The Rasch model only includes two parameters, person proficiency parameter and item difficulty parameter, and not includes guessing parameter. The item difficulty will be underestimated when guessing exists. Based on the idea of the Anderson’s theorem, they proposed a statistic for testing whether item estimates are affected by guessing. Defining guessing is a function of relative person proficiency and item difficulty and expected that the item difficulty estimate will not be affected by random guessing based on the tailored studys. The results show that, (1) the tailored study recovered the difficulty parameter estimates; (2) the proposed statistic can test the significance of the effect of guessing on the item estimates.
Question:
1. How to set an appropriate cut-point when implementing this method? According to this paper, the cut-point is set to be -1.0 logit, however, in my opinion, if guessing is from the less proficiency it should be set to -2.0 logit or -3.0 logit. Whether different cut-point will cause the performance for detecting guessing?

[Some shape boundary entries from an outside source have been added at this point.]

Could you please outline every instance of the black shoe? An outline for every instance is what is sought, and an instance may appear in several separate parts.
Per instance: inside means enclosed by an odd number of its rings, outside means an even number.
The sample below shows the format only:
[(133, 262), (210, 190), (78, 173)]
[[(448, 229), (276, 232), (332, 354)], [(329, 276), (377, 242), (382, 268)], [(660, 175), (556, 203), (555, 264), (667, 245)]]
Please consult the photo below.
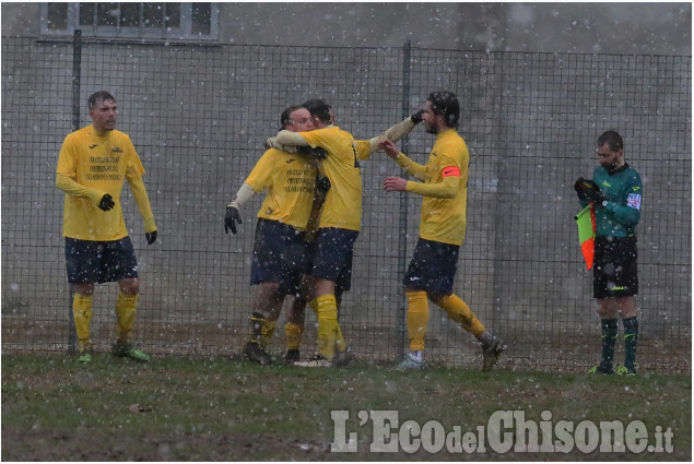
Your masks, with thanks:
[(498, 337), (493, 337), (492, 341), (482, 345), (482, 371), (489, 372), (498, 361), (498, 357), (504, 350), (504, 342)]
[(254, 362), (258, 362), (260, 366), (272, 364), (270, 355), (268, 355), (257, 342), (246, 343), (246, 346), (244, 346), (244, 356)]
[(298, 360), (298, 349), (287, 349), (286, 355), (284, 355), (284, 361), (287, 365), (293, 365)]
[(354, 360), (352, 352), (338, 352), (332, 357), (332, 367), (345, 367)]
[(593, 373), (614, 373), (614, 370), (611, 367), (603, 366), (602, 364), (599, 364), (598, 366), (591, 367), (588, 370), (587, 373), (589, 373), (589, 374), (593, 374)]

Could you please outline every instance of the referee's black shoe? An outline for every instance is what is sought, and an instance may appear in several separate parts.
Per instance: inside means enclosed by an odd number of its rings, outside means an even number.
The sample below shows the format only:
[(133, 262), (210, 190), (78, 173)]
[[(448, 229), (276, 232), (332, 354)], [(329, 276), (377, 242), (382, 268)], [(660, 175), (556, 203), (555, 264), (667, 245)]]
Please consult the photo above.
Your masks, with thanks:
[(262, 346), (260, 346), (258, 342), (246, 343), (246, 346), (244, 346), (244, 356), (254, 362), (258, 362), (260, 366), (272, 364), (272, 358), (262, 349)]

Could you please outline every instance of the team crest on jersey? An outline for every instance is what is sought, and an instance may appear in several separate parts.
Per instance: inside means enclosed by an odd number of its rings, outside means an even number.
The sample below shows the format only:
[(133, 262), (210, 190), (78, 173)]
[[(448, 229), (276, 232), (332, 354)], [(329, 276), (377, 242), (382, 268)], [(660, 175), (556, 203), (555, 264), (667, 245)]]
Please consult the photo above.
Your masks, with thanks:
[(640, 195), (638, 193), (630, 193), (626, 198), (626, 205), (634, 210), (640, 210)]

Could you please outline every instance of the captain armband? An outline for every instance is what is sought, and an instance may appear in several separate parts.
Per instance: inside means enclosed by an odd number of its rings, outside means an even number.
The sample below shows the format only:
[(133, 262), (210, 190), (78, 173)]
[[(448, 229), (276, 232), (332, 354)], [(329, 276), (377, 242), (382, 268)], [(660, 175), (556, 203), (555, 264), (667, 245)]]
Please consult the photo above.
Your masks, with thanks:
[(448, 176), (460, 177), (460, 169), (458, 166), (446, 166), (442, 169), (442, 177), (445, 179)]

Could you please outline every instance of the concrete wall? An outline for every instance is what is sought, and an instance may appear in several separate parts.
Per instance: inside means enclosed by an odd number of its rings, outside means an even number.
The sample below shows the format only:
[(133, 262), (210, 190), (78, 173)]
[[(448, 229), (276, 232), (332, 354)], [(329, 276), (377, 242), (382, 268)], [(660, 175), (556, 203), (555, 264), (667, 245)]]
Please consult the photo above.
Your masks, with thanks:
[[(691, 55), (690, 3), (220, 3), (222, 44)], [(2, 3), (2, 35), (40, 31)]]

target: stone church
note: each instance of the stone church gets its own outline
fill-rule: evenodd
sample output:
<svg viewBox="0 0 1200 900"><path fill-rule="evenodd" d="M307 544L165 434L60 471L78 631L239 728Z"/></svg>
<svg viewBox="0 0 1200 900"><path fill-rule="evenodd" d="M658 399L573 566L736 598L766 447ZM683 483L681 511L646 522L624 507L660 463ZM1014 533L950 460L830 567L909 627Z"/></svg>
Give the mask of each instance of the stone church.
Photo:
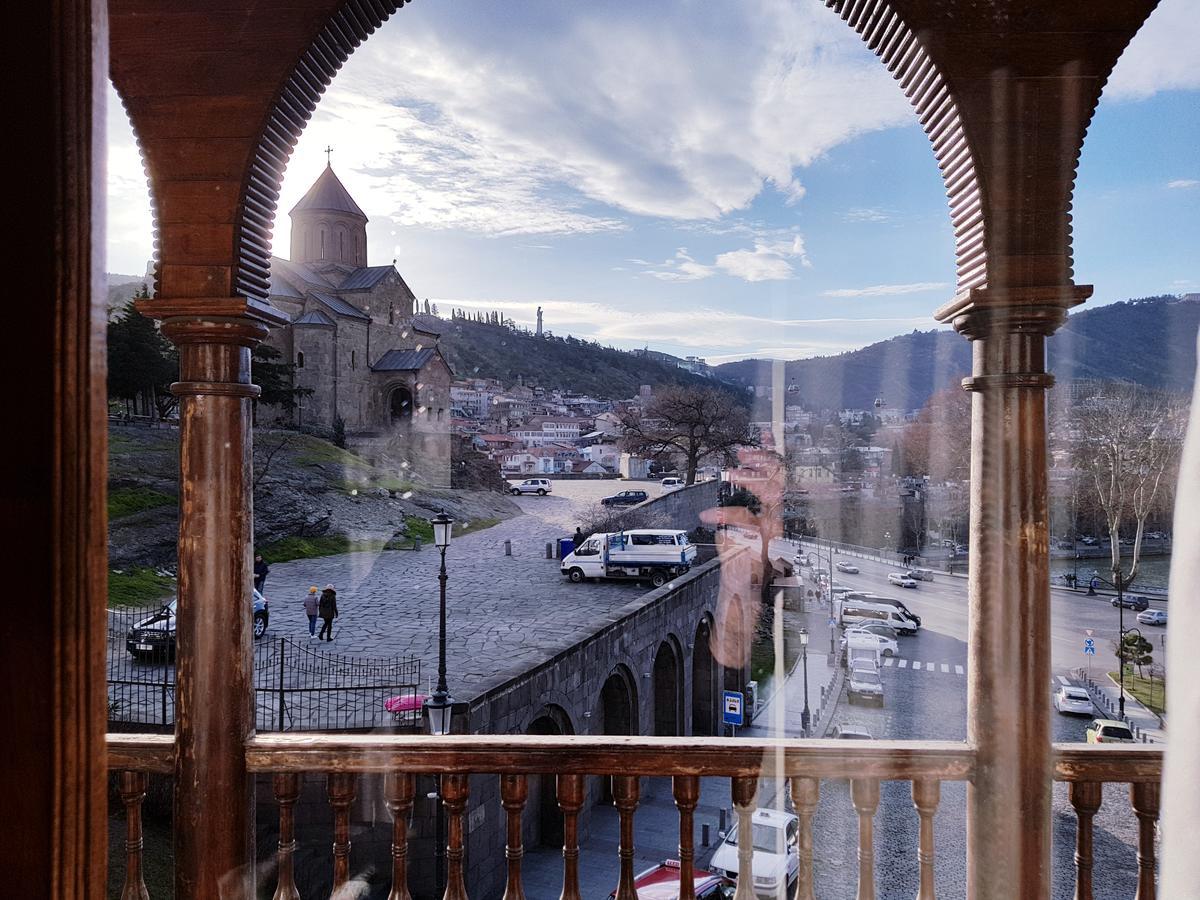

Answering Sandy’s Questions:
1. On mine understanding, there are two major points in this paper, Anderson’s theorem and tailored study. Applying the Anderson’s theorem to detect the item estimates which are affected by guessing, and conducting the tailored study for getting the more accurately item estimates than that in which guessing is not considered. With regard to the Anderson’s theorem which is used in this paper, only described in page 9 – 10. It may be too short to can’t catch the point, and this is also my problem when I reading this paper.